Consider a parallel case: I look at Fred and thereby acquire the belief that Fred is good. How is this belief to be justified? On the assumption that I am not actually witnessing Fred do or say anything which is good, the justification must surely refer (a) to Fred’s visible appearance, and (b) to some correlation between people having that sort of appearance and their being good. In other words, the justification of the belief requires some inference. It appears, then, that despite the protestations of those who appeal to religious experience to ground a belief in God, we are entitled to treat the appeal to experience as essentially argumentative or inferential in form…(p. 154) 

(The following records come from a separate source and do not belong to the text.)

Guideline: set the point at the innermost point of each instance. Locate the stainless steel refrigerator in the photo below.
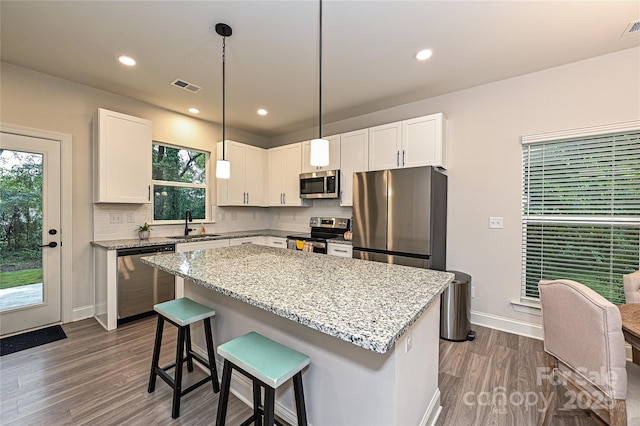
(400, 216)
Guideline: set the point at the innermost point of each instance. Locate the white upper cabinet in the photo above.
(384, 146)
(334, 155)
(424, 141)
(410, 143)
(246, 185)
(284, 167)
(354, 157)
(122, 159)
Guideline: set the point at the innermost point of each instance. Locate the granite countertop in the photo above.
(156, 241)
(366, 303)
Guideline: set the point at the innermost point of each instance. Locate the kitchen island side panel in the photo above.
(344, 384)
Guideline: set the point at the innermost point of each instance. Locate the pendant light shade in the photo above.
(223, 167)
(319, 152)
(319, 147)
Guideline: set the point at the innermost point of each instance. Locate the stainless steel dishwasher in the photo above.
(141, 286)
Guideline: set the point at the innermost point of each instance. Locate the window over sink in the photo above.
(179, 179)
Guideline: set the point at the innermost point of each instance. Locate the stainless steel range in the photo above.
(322, 229)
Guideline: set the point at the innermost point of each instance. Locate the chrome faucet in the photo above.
(187, 218)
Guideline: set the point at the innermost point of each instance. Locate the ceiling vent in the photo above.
(632, 28)
(186, 85)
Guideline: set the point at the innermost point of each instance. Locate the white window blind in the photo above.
(581, 211)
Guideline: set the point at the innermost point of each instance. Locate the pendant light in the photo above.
(223, 167)
(320, 146)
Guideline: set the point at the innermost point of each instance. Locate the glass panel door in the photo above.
(20, 229)
(30, 235)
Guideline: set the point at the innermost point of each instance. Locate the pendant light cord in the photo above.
(320, 76)
(224, 96)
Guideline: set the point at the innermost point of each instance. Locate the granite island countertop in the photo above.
(369, 304)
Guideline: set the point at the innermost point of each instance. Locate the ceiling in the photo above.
(272, 56)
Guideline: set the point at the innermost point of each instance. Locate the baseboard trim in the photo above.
(433, 410)
(509, 325)
(83, 312)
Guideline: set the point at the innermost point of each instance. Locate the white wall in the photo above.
(486, 124)
(36, 100)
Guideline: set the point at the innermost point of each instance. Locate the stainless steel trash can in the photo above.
(455, 309)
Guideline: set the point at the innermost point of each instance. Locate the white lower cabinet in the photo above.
(340, 250)
(279, 242)
(259, 240)
(201, 245)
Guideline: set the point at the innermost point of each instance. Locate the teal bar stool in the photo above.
(182, 313)
(268, 364)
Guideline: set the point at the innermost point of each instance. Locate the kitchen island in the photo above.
(370, 329)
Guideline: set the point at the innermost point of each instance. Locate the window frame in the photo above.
(206, 185)
(567, 219)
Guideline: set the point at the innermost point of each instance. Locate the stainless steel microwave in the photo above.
(322, 184)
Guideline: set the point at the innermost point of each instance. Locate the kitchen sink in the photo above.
(194, 237)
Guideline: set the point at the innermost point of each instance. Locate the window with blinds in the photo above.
(581, 211)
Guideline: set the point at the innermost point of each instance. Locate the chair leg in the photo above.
(156, 354)
(177, 385)
(257, 401)
(298, 390)
(223, 399)
(618, 413)
(188, 349)
(269, 406)
(213, 369)
(550, 393)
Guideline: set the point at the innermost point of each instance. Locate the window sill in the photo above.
(526, 307)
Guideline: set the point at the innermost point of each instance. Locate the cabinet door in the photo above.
(354, 150)
(334, 155)
(255, 168)
(422, 142)
(236, 154)
(123, 159)
(293, 167)
(384, 146)
(276, 176)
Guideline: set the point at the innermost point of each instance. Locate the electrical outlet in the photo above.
(115, 218)
(496, 222)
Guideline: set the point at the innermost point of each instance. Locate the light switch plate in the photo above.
(115, 217)
(496, 222)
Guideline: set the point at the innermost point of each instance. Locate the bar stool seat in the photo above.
(268, 364)
(182, 313)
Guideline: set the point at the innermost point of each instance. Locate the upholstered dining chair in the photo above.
(585, 351)
(632, 287)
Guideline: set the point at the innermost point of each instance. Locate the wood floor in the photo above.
(100, 378)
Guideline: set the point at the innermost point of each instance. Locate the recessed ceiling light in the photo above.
(127, 60)
(423, 55)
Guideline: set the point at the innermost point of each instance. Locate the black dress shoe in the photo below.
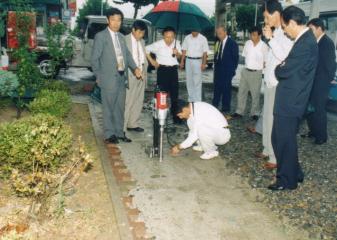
(124, 139)
(178, 121)
(113, 139)
(320, 142)
(278, 187)
(137, 129)
(308, 135)
(236, 115)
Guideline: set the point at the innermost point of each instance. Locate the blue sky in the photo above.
(207, 6)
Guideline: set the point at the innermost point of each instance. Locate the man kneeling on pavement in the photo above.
(207, 126)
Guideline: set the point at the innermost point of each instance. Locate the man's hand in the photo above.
(155, 64)
(203, 66)
(138, 73)
(182, 65)
(175, 52)
(267, 32)
(175, 150)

This is where things begin to get a little odd. In response to Thomas’s challenge of religious diversity, Layman begins to articulate a set of criteria to tease out support for Theism from diverse religious experiences: “…the more tradition-specific the terminology of the report, the more likely it contains interpretation or inference (going beyond what was actually presented in the experience)…for example, suppose the word Allah is used but other aspects of the report indicate that the experience was of an infinitely powerful and merciful being”(p. 56). This seems to be more-or-less flagrant question-begging. For example, it’s also possible that there is no inference occurring here at all, that an infinitely powerful and merciful being whose identity as Allah was directly apprehended. The issue here is why one should accept Layman’s criteria at all; they’re deliberately configured to deliver results in traditional Theism’s favour.

Besides, if one can directly apprehend God through some supernatural faculty, then one would also expect the capacity to directly ascertain God’s identity (be it Allah or otherwise), especially given that a benevolent deity would prefer humans to avoid these sorts of mix-ups.

The following statement is in bold because it needed to be conspicuous:

Mr. Layman disregards the Principle of Testimony when convenient

Aren’t we to accept peoples’ reports as probably true? If so, and Mr. Layman would have us believe we should, then on what grounds ought we to say that such and such a person did not have an experience with such and such an attribute, despite that person reporting otherwise? Cultural conditioning? Layman’s monotheism is itself culturally-conditioned, so why should I eliminate experiential details to reveal Theism? Why don’t I simply eliminate non-Hindu elements as unwarranted inferences? This is how religious apologists the world over deal with religious diversity; Mr. Layman offers no reason to prefer his generalized Theistic criteria over what, say, a New-Ager would distinguish as genuine and inferential.  Perhaps he will answer this critical question in the next chapter.